Hello community, I need your help.
I have a hierarchical dataset where each code represents a node in a hierarchy. The codes follow a specific format where segments where hypen ("-") should be ignored when counting node. Each segment represents a level in the hierarchy. Here's an example to illustrate the structure:
P-B8
L-E01
P-B503
P-A211
P-B714
P-B207
A-D1
L-E02
P-DE
L-H01
A-D01
A-E013
A-C030
L-H04
P-K6
P-F
L-A021
P-B6
P-A48
P-B9
A-E010
A-B032
A-E1
P-B707
A-H093
P-A45
A-A026
L-A010
The codes are hierarchical where each part of the code can be broken down to represent child-parent relationships. For instance:
- L-A010 can be broken down into:
- L (root node)
- L-A (child of L)
- L-A0 (child of L-A)
- L-A01 (child of L-A0)
- L-A010 (child of L-A01)
- Intermediate nodes may not exist. For instance, L-A010 might not have L-A01 but could have L-A0 or just L-A.

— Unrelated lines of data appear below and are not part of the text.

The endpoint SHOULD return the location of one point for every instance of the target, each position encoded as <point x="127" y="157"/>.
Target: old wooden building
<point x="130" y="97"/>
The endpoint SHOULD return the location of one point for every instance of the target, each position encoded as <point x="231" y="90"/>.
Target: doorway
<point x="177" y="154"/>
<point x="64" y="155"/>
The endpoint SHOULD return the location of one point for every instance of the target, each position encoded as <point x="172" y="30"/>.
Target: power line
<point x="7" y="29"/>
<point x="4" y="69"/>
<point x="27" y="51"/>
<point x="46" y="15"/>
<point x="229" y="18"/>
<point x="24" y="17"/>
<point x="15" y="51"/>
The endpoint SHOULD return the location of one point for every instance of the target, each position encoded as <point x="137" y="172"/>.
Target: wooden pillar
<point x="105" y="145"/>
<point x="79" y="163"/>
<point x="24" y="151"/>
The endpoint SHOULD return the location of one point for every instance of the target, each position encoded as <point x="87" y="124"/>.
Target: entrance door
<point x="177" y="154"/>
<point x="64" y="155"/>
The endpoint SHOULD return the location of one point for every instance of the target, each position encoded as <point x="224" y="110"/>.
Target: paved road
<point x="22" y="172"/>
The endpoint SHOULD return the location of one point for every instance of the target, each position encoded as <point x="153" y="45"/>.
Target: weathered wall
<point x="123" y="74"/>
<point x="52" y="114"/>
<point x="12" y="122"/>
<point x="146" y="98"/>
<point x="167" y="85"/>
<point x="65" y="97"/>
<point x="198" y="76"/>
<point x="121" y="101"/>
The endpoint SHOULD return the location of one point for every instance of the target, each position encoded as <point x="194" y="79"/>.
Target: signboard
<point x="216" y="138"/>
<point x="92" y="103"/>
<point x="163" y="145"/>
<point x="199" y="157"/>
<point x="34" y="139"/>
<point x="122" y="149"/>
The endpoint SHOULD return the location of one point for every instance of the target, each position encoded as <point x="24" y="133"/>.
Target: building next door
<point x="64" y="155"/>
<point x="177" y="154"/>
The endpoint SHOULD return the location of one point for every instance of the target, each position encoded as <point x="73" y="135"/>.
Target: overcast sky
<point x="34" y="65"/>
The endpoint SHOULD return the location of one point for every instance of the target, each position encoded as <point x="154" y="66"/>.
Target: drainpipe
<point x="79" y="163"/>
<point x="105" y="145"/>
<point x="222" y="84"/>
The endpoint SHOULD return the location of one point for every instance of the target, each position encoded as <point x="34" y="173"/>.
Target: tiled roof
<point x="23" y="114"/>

- Hyphens (-) should be ignored in the matching process. This means L-A010 is considered as LA010.
I want to extract the leaf nodes from this dataset. A leaf node is defined as a node that does not have any children. For example:
- If L-A0 has children L-A01 or L-A010, then L-A0 should not be in the list of leaf nodes.
I think in SQL, to get the list of leaf node, it would be something like below, but I can't seem to extract leaf node from the workflow:
SELECT n1.code
FROM nodes n1
LEFT JOIN nodes n2 ON n2.code LIKE CONCAT(n1.code, '%')
AND n2.code <> n1.code
WHERE n2.code IS NULL;Any help would be appreciated!